Feature key corresponds to values of training images in pixel representation, wherese the labels corresponds to an array of labels, which pretty much label each training image as belonging to some class

In [9]:
X_train, y_train = train_data['features'], train_data['labels']
X_val, y_val = val_data['features'], val_data['labels']
X_test, y_test = test_data['features'], test_data['labels']

In [11]:
print(X_train.shape)
print(X_val.shape)
print(X_test.shape)

(34799, 32, 32, 3)
(4410, 32, 32, 3)
(12630, 32, 32, 3)


As it can be seen, we have roughly 35000 training images of size 32 by 32 pixels with depth of 3 (as our traffic signs despite the MNIST datasets are in RGB format, they have a depth of 3 for each of the 3 color channels: Red, Green and Blue).

Similarly, there are about 4500 validation and 12500 testing images.

We checked it here to make sure that they are consistent and are based on our expectations.

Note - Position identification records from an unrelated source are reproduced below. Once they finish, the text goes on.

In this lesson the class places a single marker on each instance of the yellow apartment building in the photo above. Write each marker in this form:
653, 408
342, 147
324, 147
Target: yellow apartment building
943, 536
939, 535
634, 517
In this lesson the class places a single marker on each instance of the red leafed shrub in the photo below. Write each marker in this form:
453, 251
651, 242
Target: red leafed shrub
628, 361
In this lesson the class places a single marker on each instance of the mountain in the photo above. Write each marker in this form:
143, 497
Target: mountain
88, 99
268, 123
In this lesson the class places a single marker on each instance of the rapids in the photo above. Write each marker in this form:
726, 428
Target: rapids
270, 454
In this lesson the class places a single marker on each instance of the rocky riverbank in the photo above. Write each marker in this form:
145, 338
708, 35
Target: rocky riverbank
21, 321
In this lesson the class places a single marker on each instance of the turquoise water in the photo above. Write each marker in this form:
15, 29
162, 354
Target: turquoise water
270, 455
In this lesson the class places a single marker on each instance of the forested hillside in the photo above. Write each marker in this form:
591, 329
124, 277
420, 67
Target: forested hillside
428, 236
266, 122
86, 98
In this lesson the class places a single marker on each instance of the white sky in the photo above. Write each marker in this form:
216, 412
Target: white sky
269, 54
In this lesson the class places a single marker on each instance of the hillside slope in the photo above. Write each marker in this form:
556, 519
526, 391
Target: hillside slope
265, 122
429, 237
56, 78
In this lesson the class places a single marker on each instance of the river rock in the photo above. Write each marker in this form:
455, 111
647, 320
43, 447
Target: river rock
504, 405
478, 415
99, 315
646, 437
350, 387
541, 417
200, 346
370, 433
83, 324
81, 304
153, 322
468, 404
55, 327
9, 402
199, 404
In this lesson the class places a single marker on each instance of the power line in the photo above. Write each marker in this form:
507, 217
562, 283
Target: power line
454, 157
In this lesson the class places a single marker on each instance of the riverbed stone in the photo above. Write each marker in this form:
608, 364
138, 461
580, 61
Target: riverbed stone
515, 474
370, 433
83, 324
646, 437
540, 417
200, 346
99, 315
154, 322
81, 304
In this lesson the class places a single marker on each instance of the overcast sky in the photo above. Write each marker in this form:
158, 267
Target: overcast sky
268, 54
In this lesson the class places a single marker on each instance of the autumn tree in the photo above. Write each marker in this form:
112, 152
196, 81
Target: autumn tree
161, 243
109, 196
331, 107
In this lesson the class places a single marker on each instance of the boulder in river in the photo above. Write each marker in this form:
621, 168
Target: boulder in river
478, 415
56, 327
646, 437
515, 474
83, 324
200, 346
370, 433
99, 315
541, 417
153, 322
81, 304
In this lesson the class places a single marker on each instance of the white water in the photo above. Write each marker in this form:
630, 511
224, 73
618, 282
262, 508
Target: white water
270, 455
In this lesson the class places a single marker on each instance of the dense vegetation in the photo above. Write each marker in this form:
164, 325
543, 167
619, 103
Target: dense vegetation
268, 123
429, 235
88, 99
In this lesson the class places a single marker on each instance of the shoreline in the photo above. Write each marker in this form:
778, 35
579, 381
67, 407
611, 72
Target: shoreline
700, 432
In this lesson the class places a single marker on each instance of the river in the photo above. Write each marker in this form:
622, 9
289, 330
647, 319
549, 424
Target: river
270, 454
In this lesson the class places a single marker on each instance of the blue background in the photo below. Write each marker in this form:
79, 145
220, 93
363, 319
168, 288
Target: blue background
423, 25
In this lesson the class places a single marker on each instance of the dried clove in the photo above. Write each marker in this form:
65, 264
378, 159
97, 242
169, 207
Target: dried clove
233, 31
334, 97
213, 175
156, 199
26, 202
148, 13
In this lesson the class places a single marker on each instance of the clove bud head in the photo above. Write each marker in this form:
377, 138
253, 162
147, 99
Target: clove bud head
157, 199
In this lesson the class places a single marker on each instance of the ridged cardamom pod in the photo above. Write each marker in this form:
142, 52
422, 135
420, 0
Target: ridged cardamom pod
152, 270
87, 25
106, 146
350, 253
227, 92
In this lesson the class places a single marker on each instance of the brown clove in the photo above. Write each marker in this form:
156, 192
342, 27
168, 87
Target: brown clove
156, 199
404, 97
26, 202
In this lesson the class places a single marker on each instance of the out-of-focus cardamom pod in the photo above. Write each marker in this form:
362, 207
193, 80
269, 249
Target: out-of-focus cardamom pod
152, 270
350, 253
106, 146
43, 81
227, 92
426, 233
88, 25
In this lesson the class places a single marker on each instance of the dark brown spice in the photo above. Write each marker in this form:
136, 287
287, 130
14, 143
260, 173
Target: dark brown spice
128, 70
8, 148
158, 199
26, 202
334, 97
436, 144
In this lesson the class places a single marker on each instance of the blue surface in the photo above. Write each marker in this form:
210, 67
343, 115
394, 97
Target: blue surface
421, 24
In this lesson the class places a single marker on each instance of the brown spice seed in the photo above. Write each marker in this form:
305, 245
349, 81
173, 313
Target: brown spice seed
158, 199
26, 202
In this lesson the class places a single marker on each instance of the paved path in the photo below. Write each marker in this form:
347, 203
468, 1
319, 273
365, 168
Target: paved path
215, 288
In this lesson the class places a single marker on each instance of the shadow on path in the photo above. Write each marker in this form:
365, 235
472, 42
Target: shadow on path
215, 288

As we have imported these data from a repository, it is a good practice to verify that our dataset was imported correctly whenever our program is running.

In [15]:
# Assert that the number of images equal to the number of labels.
assert(X_train.shape[0] == y_train.shape[0]), "The number of images is not equal to the number of labels"
assert(X_val.shape[0] == y_val.shape[0]), "The number of images is not equal to the number of labels"
assert(X_test.shape[0] == y_test.shape[0]), "The number of images is not equal to the number of labels"

assert(X_train.shape[1:] == (32, 32, 3)), "The dimension of the images are not 32 x 32 x 3"
assert(X_val.shape[1:] == (32, 32, 3)), "The dimension of the images are not 32 x 32 x 3"
assert(X_test.shape[1:] == (32, 32, 3)), "The dimension of the images are not 32 x 32 x 3"